Obama is spending the weekend with his family at Camp David, the presidential retreat in Maryland, for the first time before heading to depressed towns in Indiana and Florida to campaign election-style for his recovery plan.
However, Professor Robert Reich, an adviser to Obama who served on his high-powered economic transition team, said the president’s bid to win Republican support for the bill had gone too far.
“The danger is that the government is doing too little, rather than too much,” he said. “The stimulus package is critically necessary, but I fear it is not enough.”
Obama had veered towards “compromising too much”, warned Reich, a professor of public policy at the University of California at Berkeley and a former labour secretary under Bill Clinton.
“I want him to get as much bipartisanship as possible, but the stakes here are very high. If the stimulus package is not effective, the recession is going to get much worse,” Reich said.
Democrats in the House of Representatives made no secret of their anger that some cherished spending programmes were cast aside to appease the Republicans, while the bill still doles out billions in tax cuts.
Democrats are furious about the slashing of $40 billion in aid to help states weather the recession; a $20 billion cut in school construction; $2 billion off a programme to expand broadband networks to rural areas; and $8 billion to “green” government buildings.
Nancy Pelosi, the powerful Democratic speaker of the House of Representatives, sparred with Obama over his determination to appease Republicans.
“Washington seems consumed in the process argument about bipartisanship, when the rest of the country says they need this bill,” she said in a thinly concealed swipe at Obama, which could presage future rows between the White House and Congress.
Pelosi described the cuts in the package as “very damaging” and said they did “violence to what we are trying to do for the future” on education and green energy.
The ebbing of support on the left has been matched by hostility on the right from Republicans who believe the plan will do little to revive the economy, despite the huge price tag.
“We want to stimulate the economy, not mortgage the future of our children and grand-children by the kind of fiscally profligate spending embodied in this legislation,” said McCain.
Mitt Romney, the former Republican presidential candidate, in effect began fundraising last week for his attempt to win the White House in 2012, based on opposition to the bill.

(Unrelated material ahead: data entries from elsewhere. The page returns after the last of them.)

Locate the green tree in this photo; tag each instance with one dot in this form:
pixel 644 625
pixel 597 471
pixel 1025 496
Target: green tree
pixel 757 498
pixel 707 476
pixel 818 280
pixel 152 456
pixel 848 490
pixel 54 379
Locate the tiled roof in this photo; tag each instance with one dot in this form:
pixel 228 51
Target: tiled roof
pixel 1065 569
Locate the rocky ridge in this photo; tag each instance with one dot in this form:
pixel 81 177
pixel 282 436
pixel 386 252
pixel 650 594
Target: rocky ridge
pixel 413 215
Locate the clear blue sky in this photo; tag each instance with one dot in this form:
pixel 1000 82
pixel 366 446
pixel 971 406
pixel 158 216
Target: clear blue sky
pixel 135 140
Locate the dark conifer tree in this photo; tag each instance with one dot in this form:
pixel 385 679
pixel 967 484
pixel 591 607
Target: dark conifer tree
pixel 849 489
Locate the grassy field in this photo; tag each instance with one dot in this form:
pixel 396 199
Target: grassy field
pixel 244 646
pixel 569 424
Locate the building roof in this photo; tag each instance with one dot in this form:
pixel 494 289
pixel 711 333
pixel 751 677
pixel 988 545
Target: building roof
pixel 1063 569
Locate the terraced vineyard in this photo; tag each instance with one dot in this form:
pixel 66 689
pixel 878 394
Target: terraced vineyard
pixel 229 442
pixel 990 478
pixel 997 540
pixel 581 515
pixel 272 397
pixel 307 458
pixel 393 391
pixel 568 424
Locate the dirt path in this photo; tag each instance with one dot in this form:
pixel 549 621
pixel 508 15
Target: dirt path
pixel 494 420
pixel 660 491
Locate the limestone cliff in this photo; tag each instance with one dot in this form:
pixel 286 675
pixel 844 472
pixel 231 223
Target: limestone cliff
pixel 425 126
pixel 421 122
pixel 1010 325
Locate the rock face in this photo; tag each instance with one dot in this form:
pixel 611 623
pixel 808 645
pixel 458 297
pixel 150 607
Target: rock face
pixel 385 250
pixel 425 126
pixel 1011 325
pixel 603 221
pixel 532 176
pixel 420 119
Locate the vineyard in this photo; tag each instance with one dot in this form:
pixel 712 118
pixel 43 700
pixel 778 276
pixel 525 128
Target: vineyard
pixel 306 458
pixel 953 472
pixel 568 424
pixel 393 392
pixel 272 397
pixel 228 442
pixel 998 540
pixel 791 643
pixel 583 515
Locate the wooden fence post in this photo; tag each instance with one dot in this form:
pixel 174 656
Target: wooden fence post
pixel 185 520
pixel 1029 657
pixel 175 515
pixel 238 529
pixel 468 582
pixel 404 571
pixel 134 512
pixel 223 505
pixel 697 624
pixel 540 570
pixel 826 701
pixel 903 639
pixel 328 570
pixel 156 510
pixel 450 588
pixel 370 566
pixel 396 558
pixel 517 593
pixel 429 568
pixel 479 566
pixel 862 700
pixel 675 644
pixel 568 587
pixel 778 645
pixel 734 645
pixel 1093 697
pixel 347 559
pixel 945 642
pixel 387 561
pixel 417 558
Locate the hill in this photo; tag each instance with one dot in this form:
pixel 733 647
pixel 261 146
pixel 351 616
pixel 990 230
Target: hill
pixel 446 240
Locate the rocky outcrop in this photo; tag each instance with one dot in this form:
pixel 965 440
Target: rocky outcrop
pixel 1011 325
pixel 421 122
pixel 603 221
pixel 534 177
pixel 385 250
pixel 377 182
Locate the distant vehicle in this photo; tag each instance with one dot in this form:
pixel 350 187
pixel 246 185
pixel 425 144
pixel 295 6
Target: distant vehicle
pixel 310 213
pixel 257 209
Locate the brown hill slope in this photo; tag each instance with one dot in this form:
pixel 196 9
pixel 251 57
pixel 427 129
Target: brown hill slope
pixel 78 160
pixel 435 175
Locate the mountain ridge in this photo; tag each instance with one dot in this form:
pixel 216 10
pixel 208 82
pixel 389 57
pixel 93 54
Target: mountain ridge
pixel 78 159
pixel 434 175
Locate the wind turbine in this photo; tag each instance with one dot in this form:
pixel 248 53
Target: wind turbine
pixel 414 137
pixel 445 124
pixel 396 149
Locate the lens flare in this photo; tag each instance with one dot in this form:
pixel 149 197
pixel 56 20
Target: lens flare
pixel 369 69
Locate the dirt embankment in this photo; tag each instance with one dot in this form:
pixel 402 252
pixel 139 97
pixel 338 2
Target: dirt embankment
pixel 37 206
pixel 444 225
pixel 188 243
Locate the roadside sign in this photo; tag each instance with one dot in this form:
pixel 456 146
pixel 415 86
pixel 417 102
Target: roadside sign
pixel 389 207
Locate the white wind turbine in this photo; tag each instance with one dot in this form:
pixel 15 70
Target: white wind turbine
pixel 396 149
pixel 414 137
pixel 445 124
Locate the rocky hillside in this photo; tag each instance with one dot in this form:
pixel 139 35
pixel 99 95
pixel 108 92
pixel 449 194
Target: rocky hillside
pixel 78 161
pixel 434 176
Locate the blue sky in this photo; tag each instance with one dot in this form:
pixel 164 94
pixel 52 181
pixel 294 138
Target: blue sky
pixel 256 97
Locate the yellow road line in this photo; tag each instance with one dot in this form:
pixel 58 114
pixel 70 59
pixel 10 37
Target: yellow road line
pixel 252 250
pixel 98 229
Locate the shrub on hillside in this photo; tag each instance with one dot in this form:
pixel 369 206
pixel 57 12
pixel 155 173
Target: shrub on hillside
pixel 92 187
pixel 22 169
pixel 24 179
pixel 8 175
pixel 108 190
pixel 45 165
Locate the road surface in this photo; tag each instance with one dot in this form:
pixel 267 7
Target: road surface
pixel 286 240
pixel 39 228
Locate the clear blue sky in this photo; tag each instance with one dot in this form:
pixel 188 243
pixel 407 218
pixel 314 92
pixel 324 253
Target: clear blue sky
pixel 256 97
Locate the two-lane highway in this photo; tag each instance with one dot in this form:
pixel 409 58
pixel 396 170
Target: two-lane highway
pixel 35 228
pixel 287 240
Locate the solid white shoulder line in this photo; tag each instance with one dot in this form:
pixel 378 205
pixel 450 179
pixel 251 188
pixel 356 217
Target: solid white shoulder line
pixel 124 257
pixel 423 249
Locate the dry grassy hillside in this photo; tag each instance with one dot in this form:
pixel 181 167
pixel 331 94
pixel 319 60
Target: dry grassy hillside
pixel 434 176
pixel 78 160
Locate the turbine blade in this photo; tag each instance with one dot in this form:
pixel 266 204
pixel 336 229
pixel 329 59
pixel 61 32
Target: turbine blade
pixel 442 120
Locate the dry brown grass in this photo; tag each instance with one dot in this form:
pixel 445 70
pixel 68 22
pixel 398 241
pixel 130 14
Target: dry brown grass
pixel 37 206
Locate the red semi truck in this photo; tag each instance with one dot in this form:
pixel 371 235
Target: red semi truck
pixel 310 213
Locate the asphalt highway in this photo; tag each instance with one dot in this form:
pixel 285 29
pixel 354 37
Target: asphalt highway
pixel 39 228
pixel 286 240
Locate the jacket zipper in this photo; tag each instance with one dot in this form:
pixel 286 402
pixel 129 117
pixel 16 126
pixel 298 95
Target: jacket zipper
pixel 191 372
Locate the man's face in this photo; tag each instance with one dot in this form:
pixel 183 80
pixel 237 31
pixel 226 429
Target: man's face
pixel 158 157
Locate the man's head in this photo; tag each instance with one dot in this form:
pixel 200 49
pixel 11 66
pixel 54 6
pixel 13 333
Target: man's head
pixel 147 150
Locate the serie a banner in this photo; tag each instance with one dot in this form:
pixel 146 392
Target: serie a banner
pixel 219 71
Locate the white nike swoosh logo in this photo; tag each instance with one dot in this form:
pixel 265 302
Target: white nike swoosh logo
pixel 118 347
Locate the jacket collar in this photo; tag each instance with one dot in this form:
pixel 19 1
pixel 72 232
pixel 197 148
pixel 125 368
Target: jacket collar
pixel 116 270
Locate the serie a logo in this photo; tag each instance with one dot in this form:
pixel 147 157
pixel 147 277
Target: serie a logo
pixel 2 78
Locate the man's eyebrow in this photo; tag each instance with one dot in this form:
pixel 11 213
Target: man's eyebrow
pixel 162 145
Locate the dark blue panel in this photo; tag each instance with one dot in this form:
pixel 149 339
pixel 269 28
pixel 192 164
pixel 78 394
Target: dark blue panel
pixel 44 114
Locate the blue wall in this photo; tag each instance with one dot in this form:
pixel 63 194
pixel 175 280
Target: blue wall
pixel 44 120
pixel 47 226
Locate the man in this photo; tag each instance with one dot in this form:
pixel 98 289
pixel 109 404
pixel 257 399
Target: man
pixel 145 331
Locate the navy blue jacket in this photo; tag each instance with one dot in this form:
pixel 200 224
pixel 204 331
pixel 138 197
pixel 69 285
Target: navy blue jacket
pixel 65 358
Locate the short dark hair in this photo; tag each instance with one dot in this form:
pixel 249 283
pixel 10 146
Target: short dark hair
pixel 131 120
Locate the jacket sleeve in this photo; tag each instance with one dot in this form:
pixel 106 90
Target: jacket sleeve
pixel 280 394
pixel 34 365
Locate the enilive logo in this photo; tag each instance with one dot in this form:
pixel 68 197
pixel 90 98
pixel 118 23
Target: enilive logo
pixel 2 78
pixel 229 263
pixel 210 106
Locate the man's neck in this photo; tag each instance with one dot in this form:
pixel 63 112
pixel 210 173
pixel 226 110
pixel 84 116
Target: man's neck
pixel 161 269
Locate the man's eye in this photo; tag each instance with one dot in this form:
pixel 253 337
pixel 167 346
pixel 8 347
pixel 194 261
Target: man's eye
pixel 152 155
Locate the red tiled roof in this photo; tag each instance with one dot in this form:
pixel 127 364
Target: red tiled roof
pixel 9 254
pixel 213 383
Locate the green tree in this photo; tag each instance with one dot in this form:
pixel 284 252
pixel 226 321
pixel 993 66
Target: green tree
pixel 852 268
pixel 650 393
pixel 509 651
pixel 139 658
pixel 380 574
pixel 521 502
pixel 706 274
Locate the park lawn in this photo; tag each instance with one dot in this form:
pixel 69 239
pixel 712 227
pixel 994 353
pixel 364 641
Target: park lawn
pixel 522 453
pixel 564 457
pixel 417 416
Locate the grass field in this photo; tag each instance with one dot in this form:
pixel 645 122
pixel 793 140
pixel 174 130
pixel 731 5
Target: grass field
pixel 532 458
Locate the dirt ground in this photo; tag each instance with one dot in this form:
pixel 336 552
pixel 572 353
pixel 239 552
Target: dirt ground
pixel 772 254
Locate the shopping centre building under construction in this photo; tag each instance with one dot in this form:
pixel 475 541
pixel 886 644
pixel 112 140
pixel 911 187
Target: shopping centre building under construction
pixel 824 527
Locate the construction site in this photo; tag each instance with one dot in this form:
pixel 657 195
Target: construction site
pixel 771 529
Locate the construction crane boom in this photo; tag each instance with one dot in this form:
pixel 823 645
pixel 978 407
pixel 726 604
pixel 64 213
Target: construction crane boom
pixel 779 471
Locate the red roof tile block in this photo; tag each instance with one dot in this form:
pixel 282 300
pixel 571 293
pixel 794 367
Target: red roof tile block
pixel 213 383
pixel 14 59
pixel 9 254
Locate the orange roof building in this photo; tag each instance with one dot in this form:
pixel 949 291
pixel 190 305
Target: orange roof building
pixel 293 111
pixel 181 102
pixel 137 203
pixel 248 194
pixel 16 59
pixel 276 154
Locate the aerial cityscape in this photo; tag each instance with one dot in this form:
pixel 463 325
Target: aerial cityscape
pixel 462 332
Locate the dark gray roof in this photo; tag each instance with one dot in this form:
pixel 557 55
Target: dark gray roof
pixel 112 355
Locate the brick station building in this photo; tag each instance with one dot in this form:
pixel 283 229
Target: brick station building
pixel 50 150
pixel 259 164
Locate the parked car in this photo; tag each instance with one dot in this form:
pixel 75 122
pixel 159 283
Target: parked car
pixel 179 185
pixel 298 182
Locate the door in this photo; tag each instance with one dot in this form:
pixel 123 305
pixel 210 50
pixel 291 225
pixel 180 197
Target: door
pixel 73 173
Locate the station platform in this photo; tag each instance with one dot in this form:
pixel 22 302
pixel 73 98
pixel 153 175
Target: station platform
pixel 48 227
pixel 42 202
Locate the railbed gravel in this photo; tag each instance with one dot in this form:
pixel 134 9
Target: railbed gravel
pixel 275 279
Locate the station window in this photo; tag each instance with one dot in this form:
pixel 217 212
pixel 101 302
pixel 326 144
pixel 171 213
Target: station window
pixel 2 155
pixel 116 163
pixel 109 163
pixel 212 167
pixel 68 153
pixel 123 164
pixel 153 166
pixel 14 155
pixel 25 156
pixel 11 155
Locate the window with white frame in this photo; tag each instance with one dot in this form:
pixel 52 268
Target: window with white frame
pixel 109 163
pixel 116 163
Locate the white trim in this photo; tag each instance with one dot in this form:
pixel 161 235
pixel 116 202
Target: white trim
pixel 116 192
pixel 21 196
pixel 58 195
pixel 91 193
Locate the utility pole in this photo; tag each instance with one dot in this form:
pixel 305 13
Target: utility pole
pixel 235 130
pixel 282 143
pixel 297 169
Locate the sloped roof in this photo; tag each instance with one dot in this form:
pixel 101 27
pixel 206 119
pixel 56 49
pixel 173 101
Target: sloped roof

Larry Sabato, professor of politics at the University of Virginia, said, “It’s like that wonderful song: ‘The thrill is gone.’ Obama’s people came into office on such a high and thought, ‘Man, we’ve got a big majority.’ They expected to roll over Congress, but Congress just doesn’t do that.” Sabato added: “The public is very taken with Obama and his family and that will sustain his honeymoon for some time, but it won’t produce the Franklin D Roosevelt and Lyndon B Johnson-style reforms that he hoped for.”
As Obama braces for more knife-edge negotiations before the bill becomes law, there were other signs of disagreement at top level within his own ranks.
Hillary Clinton, the secretary of state, is thought to have won her first turf war with General Jim Jones, Obama’s national security adviser, by torpedoing the choice of General Anthony Zinni as ambassador to Iraq.
Zinni, a prominent early critic of the Iraq war, fumed publicly that he was formally offered the Baghdad job by Jones, only for it to be withdrawn without the courtesy of telling him.
Clinton and her ally, Richard Holbrooke, the special envoy to Afghanistan and Pakistan, are believed to have opposed the general’s appointment.
“As a sorry offer to placate me they offered ambassador to Saudi,” Zinni said. “I told them to stick it where the sun doesn’t shine.”